John Banville: Books that changed my life
1st Jan 2015 Meet the Author
John Banville is the Irish author of 16 novels, including The Sea, which won the 2005 Man Booker Prize. He’s also the recipient of the Franz Kafka Prize. These are the books that shaped his life.
The Catholic Church Catechism
I won’t claim to be glad of the change the Catechism wrought in me, from heedless little savage to cowed Christian, but it was certainly momentous. The Catechism has the lowdown on everything.
Some confusion was inevitable, for a child first introduced to these mysteries at the age of seven. For instance, I thought for a long time that adultery was so-called because only adults do it. However the priests were always on hand to explain all.
If only it could all have been true…
Dunio Elegies
By Rainer Maria Rilke
I read the Elegies first in the early 1970s, in the old Leishman-Spender translations.
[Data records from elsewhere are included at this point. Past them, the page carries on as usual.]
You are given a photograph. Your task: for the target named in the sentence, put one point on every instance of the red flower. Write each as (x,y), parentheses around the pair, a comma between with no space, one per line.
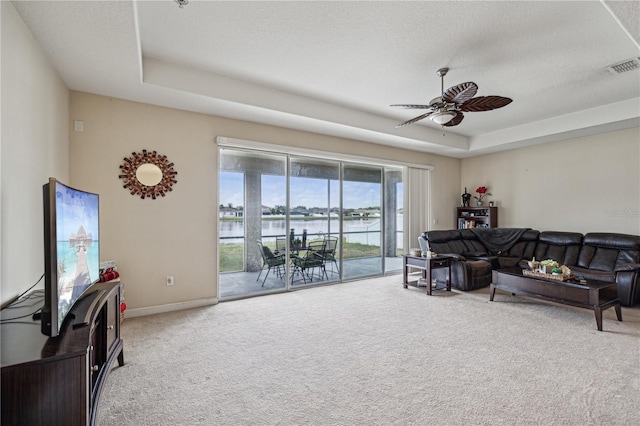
(482,190)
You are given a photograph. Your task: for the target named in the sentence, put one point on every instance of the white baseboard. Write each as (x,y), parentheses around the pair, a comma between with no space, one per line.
(170,307)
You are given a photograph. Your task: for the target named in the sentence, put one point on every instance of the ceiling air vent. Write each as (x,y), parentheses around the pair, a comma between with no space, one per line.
(624,66)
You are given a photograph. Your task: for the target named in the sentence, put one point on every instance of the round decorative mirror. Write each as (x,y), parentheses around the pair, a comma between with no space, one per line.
(148,174)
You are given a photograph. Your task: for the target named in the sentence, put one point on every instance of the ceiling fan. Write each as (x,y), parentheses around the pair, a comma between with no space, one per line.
(447,109)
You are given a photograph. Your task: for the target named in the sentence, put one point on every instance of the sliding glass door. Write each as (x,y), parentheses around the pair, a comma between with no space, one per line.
(287,221)
(314,220)
(252,215)
(362,220)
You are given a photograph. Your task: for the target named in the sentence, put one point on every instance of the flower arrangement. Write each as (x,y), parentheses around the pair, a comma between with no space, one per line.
(482,190)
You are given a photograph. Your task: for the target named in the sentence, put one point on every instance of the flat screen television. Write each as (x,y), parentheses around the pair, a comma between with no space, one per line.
(71,250)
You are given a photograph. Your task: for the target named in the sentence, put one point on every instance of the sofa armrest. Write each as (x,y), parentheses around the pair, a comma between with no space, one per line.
(628,283)
(629,267)
(455,256)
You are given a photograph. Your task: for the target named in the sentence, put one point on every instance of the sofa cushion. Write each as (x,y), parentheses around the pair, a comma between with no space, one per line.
(525,246)
(605,251)
(563,247)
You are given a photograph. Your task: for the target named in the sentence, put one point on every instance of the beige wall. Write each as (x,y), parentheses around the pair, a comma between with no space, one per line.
(176,235)
(34,146)
(588,184)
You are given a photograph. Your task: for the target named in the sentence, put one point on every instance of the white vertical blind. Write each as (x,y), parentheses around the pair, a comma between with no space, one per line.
(417,205)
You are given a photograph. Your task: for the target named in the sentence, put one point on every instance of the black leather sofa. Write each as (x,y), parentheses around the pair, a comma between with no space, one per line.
(607,257)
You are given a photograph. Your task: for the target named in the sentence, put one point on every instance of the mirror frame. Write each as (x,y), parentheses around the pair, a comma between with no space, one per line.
(135,187)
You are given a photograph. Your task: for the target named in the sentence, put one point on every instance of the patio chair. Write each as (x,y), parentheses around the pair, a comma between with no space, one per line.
(311,260)
(281,245)
(271,260)
(329,254)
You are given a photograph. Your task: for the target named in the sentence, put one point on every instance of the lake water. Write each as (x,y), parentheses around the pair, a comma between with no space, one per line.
(365,231)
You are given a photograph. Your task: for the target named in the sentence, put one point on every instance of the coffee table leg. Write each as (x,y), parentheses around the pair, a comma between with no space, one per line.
(618,312)
(598,313)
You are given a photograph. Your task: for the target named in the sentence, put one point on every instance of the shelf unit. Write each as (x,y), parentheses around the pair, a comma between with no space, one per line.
(476,217)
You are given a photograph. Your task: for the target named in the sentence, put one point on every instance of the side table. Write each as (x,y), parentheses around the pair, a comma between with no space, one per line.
(426,265)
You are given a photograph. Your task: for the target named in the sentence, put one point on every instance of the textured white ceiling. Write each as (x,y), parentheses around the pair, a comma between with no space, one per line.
(335,67)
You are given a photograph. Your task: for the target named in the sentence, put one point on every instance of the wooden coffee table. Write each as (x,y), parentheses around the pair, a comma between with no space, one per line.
(591,294)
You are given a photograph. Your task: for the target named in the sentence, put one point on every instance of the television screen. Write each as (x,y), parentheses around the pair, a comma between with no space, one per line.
(72,250)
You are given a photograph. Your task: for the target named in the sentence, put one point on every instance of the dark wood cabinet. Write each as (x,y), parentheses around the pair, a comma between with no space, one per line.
(58,380)
(477,217)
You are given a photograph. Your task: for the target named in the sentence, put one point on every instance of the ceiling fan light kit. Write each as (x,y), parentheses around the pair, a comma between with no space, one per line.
(447,109)
(442,116)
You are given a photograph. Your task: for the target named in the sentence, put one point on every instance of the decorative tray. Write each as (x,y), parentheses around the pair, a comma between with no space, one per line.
(556,277)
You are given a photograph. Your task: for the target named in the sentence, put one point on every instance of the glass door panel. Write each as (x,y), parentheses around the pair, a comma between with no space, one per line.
(252,193)
(362,220)
(314,225)
(393,219)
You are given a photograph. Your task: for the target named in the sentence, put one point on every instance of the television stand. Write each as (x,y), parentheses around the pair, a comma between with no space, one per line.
(58,380)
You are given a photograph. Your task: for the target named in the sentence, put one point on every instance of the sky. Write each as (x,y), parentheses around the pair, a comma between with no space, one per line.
(306,192)
(75,208)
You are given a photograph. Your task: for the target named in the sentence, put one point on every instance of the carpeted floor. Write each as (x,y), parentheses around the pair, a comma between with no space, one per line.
(373,353)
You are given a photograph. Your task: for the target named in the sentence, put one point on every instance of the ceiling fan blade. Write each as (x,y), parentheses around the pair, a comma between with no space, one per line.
(413,120)
(485,103)
(461,93)
(411,106)
(455,120)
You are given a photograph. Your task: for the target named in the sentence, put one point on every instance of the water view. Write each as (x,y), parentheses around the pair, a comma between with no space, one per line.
(356,230)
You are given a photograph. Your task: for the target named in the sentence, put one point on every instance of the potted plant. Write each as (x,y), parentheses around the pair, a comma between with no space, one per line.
(482,192)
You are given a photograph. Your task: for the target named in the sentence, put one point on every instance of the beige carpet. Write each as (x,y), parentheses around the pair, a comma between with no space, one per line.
(373,353)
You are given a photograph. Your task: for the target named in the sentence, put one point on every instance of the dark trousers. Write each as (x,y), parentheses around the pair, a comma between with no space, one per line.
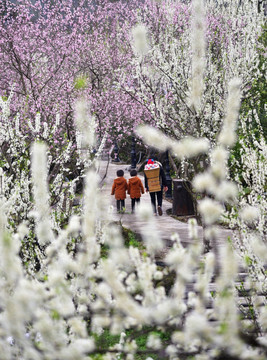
(120,205)
(153,196)
(135,200)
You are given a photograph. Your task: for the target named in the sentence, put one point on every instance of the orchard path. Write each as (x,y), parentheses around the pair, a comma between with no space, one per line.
(166,225)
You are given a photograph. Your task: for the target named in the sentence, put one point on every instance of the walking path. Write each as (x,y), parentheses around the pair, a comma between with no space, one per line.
(166,225)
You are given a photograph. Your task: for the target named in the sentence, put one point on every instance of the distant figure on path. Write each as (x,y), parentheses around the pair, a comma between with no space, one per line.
(119,188)
(135,188)
(155,180)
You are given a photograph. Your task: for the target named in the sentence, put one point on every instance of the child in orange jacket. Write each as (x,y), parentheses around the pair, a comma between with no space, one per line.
(119,188)
(135,188)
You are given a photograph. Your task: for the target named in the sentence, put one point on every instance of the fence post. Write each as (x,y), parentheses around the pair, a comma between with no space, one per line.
(133,154)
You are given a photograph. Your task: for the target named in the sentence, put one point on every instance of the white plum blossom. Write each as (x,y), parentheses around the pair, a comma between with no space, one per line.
(249,213)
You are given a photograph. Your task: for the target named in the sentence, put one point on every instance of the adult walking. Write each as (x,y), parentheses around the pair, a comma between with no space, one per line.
(155,182)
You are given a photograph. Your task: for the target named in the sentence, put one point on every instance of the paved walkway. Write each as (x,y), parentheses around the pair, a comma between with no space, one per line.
(166,225)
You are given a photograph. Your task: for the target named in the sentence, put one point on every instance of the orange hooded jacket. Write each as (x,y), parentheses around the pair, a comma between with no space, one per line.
(135,187)
(119,188)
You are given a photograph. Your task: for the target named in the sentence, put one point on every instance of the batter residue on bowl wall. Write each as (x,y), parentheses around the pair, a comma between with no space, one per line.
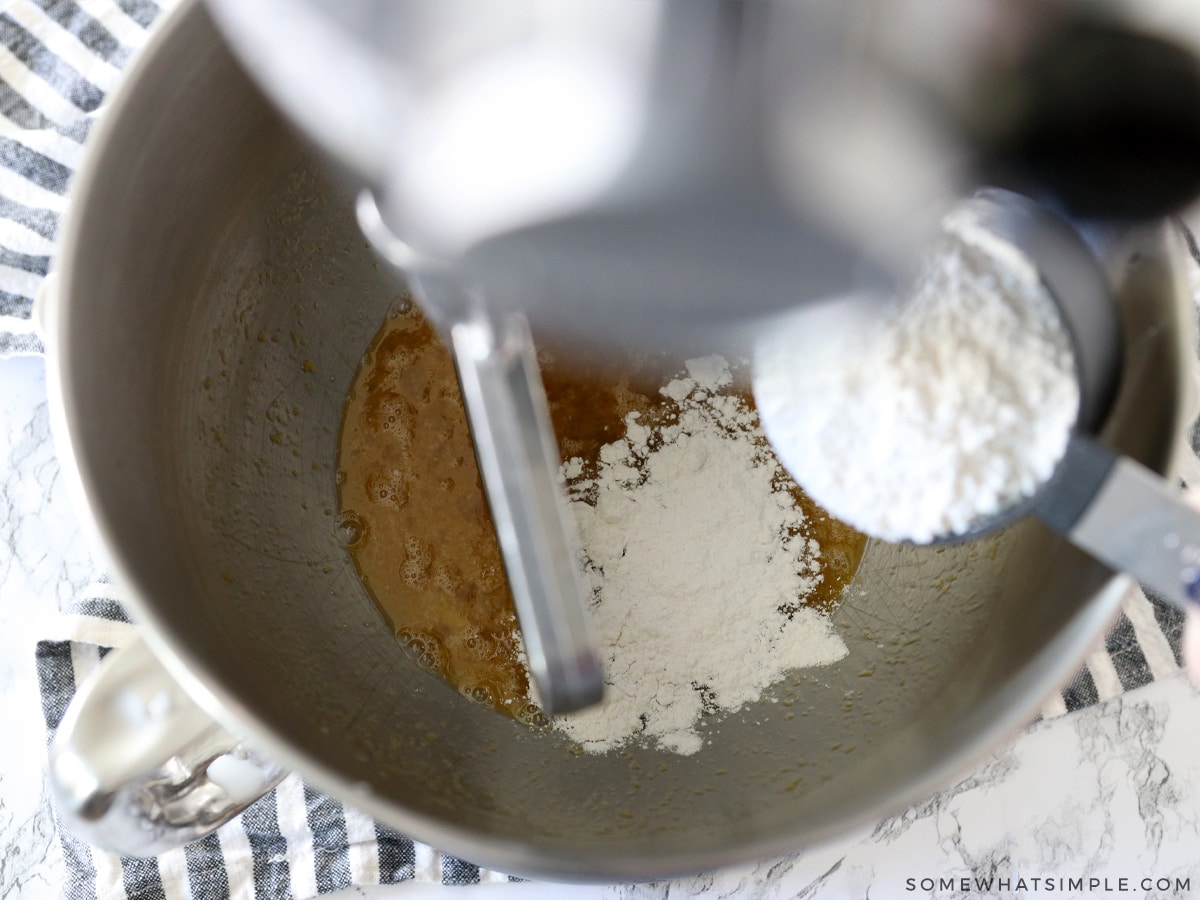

At once my notions of what poetry is and, more significantly, what poetry can do, were transformed.
The first line of the First Elegy, “Who, if I cried, would hear me among the angelic orders?”, was a clarion for me as an artist and, at a deeper level, as a human being.
The Portrait of a Lady
By Henry James
If Rilke altered my view of poetry, this marvellous novel transformed entirely my conception of the novelist’s calling.
I read The Portrait in 1973, when I was staying near the church of Santa Maria Novella in Florence, close by where James himself had lodged when he was writing the book. At once I understood that the novel was a form in which one could make works of art.
James took the Victorian novel, loose and baggy monster that it was, and made of it something new and transcendent.